Em 2001, Navarro ganhou um edital do governo da Bahia para realizar “Eu me lembro”, baseado nas memórias afetivas de sua infância e adolescência em Salvador. Como o dinheiro não era o suficiente, ele teve que esperar por uma verba adicional do BNDES. No ano passado, o cineasta concluiu a obra e ganhou sete prêmios no Festival de Brasília, incluindo o de melhor filme. Nesta sexta-feira, o filme estréia em São Paulo; na semana que vem, será apresentado no Festival do Rio. Entre a realização de “SuperOutro” e o lançamento de “Eu me lembro”, passaram-se 17 anos. O diretor baiano finalmente tornou-se um estreante em longas-metragens. Aos 56 anos de idade.

Em um país com uma cultura cinematográfica sólida e saudável, Edgard Navarro seria uma exceção. No Brasil, ele é o símbolo de um grupo de grandes diretores que teve sua carreira interrompida ou entrecortada por uma série de problemas conjunturais e estruturais do nosso cinema. Um digno representante da vocação brasileira para o desperdício de talento.

Há inúmeros casos similares. Em 1971,ASndrea Tonacci realizou “Bang bang”, considerado um clássico do cinema marginal. No ano que vem, ele lançará “Serras da desordem”, brilhante filme que ganhou o Festival de Gramado há dois meses. Entre o primeiro e o segundo longa-metragem, foram 36 anos. Maurice Capovilla fez “O jogo da vida” em 1977; o longa seguinte, “Harmada”, veio em 2003. Ou seja, um intervalo de 26 anos. André Luiz Oliveira ficou 19 anos sem longas entre “A lenda do Ubirajara” (1975) e “Louco por cinema” (1994).

José Mojica Marins, que faz sucesso nos Estados Unidos com o personagem Zé do Caixão, luta há anos para fazer um novo filme. Ozualdo Candeias, diretor de clássicos como “A Margem”, já nem cogita a hipótese. Morto há dois anos, Rogério Sganzerla, talvez o único gênio do cinema nacional surgido depois de Glauber Rocha, ficou décadas sem conseguir fazer um longa de ficção.

Para Tonacci, cineastas como Sganzerla literalmente adoeceram por não conseguir filmar. Outros se viraram como podiam. Capovilla fez telefilmes e trabalhou como professor de cinema; Navarro montou peças de teatro; Tonacci fez institucionais.

Construir uma obra contínua é um desafio para a maioria dos cineastas brasileiros.
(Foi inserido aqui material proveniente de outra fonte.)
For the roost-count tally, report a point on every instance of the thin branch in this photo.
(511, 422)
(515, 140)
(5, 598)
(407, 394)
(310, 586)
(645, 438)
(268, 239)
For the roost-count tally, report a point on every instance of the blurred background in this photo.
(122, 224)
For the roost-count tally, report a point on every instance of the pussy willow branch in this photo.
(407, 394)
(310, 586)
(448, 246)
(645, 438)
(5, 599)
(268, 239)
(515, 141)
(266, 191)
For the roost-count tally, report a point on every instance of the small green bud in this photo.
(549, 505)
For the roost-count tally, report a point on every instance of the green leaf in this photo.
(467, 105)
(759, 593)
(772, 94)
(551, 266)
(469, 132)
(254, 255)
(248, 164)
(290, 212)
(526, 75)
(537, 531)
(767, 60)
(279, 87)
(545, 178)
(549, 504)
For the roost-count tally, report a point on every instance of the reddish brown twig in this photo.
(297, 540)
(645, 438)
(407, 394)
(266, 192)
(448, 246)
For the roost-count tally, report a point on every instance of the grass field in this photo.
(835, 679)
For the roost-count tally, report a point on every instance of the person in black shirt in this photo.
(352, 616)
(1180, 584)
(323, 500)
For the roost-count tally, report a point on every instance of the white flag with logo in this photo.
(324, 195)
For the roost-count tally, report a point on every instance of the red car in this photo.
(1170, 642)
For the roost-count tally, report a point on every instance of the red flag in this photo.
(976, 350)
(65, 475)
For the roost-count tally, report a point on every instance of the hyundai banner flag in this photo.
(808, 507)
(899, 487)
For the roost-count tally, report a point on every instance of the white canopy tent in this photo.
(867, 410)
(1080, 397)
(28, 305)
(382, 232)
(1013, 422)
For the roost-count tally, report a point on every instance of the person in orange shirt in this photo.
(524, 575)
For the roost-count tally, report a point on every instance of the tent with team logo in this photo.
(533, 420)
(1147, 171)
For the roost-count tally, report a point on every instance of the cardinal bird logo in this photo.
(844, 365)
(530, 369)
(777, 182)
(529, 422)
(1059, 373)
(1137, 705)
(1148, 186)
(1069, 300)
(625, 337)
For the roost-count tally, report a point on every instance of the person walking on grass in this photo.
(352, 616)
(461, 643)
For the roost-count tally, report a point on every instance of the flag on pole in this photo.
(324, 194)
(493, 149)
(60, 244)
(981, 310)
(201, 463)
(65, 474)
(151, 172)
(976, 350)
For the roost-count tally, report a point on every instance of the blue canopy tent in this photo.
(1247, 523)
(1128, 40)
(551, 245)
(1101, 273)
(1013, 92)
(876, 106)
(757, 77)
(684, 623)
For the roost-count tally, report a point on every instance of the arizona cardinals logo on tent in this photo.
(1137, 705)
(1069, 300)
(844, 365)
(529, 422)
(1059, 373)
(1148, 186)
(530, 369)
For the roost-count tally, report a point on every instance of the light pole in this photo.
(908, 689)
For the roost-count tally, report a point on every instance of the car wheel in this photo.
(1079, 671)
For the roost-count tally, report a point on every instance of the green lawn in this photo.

Mas a questão é ainda mais complexa para alguém que recebeu, em algum momento, o rótulo de cineasta marginal ou maldito – caso de todos os citados acima.

Com a exceção de Navarro, que pertence a uma geração mais jovem e desenvolveu sua carreira na Bahia, a grande maioria desses cineastas realizou filmes entre os anos 60 e 70 na chamada Boca do Lixo de São Paulo, que foi o epicentro tanto da pornochanchada quanto do chamado cinema marginal ou “udigrudi”.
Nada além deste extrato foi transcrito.